Amy knows first-hand the difference it makes when someone plans ahead for their possible long-term care needs. She also knows what happens when someone does not take those steps. Amy is a perfect representative of the "sandwich generation." She works a full-time job while raising two teenage children, and provides long-term care support and assistance for her parents and her in-laws.
Her parents bought a long-term care insurance policy about 15 years before their health began to decline. After Amy moved her parents to a home near her neighborhood, she handled their medications, transportation and found someone to make meals for them. As Amy’s father’s Parkinson’s disease progressed, and her mother developed dementia, they needed to move, first to a personal care facility and then to skilled nursing care. Her mother's long-term care insurance covered the costs of her care, but her dad needed care beyond the extent of the policy he purchased. Fortunately, as a smart financial planner himself, he managed to save enough to cover those costs.

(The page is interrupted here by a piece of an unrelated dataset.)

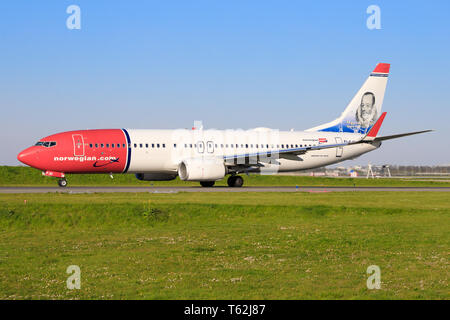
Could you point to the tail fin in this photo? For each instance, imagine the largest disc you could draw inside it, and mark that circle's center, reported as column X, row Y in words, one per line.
column 365, row 108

Amy’s in-laws did not plan ahead. Long-term care was not something they wanted to think about, so when they needed help, they had to go into a nursing home and pay for their own care. This took a toll on them and on their children, both financially and emotionally.

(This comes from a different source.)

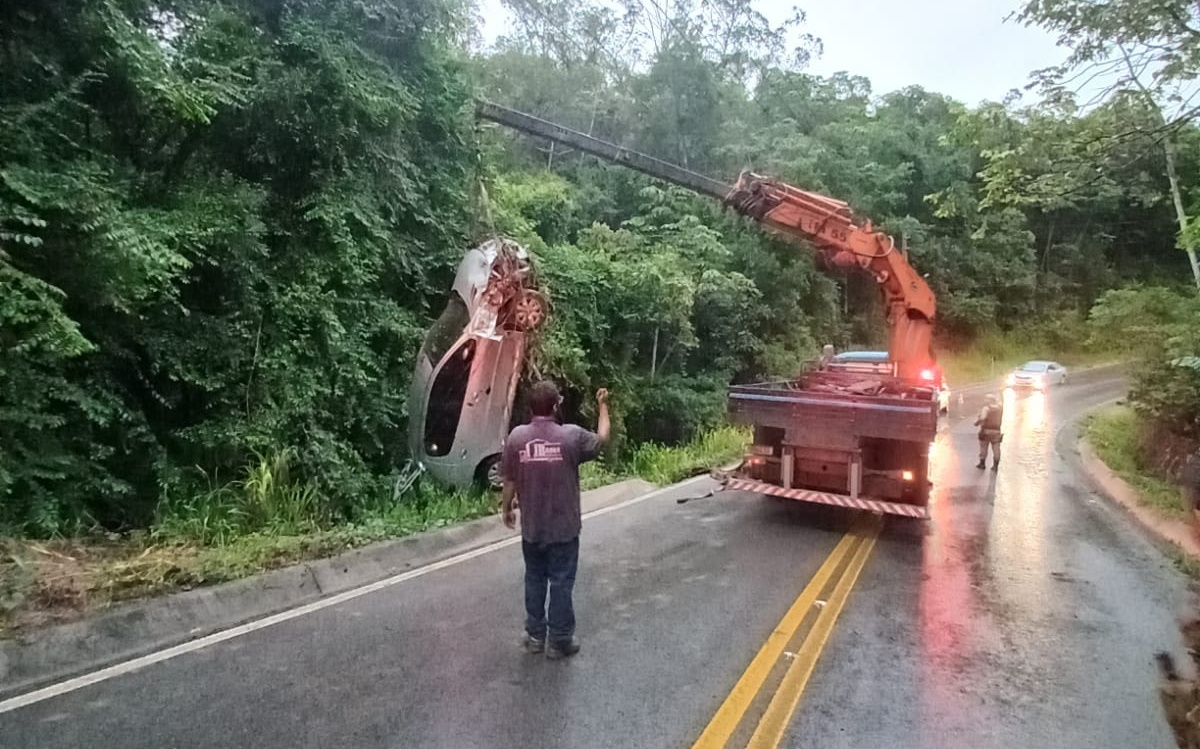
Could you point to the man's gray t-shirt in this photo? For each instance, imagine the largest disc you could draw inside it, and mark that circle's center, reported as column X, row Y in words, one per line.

Amy believes that her parents did not want to be a burden to their children, so they planned ahead. Her parents felt strongly about making important end-of-life decisions. They made them in advance so that their children did not have to handle that on their own. While they are not always easy things to do, Amy recalls some of these preparations as special family times. "We had a lovely weekend at the lake and mom just told us, 'Go inside the house and decide amongst yourselves which things you'd want after we're gone.' It was kind of a gift to us," said Amy. "It was something mom was able to do for us and something I plan to do for my two children as well."

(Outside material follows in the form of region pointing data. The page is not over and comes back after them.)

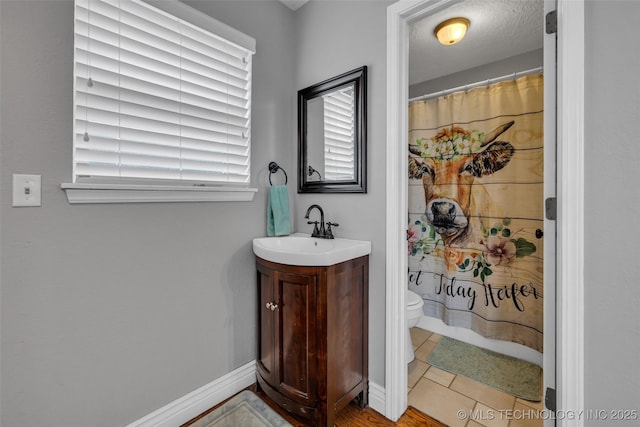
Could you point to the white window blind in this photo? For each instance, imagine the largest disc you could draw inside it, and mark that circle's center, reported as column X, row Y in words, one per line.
column 158, row 98
column 339, row 135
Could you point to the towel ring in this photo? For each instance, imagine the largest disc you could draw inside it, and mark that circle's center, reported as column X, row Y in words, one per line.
column 273, row 168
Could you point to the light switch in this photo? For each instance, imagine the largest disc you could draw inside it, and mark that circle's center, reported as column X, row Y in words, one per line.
column 26, row 190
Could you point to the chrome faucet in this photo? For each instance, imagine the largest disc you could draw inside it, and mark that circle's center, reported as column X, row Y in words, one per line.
column 320, row 231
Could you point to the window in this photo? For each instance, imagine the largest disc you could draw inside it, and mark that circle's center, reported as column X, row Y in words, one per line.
column 339, row 135
column 160, row 102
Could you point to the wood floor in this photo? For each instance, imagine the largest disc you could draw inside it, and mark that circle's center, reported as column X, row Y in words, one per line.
column 351, row 416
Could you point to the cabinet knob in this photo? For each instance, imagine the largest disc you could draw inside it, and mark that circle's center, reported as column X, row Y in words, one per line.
column 271, row 306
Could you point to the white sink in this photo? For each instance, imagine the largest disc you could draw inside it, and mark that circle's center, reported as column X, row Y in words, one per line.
column 302, row 249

Amy knows that many people would rather not think about these things and therefore they fail to plan ahead. Like her parents, she and her husband are making all the needed arrangements in advance. They prepared their wills, have advance directives and powers of attorney and, as a 50th birthday present to themselves, bought long-term care insurance. "I was glad to help my parents when they were still living at home, but having the insurance really meant they could choose a place that was only one mile from where we lived and not have to worry about the cost." That's the kind of peace of mind that I want for my kids."
Amy says, "People really need to sit down and take stock of how they've planned for the end of their life and for the possibility of needing long-term care. In addition, they should do those things now while they are able. Make sure they have a will, evaluate their finances and health care arrangements and consider insurance if it makes sense for them. Having a plan can really make a difference. It did for my parents and that's the kind of peace of mind that I want for us and for our children."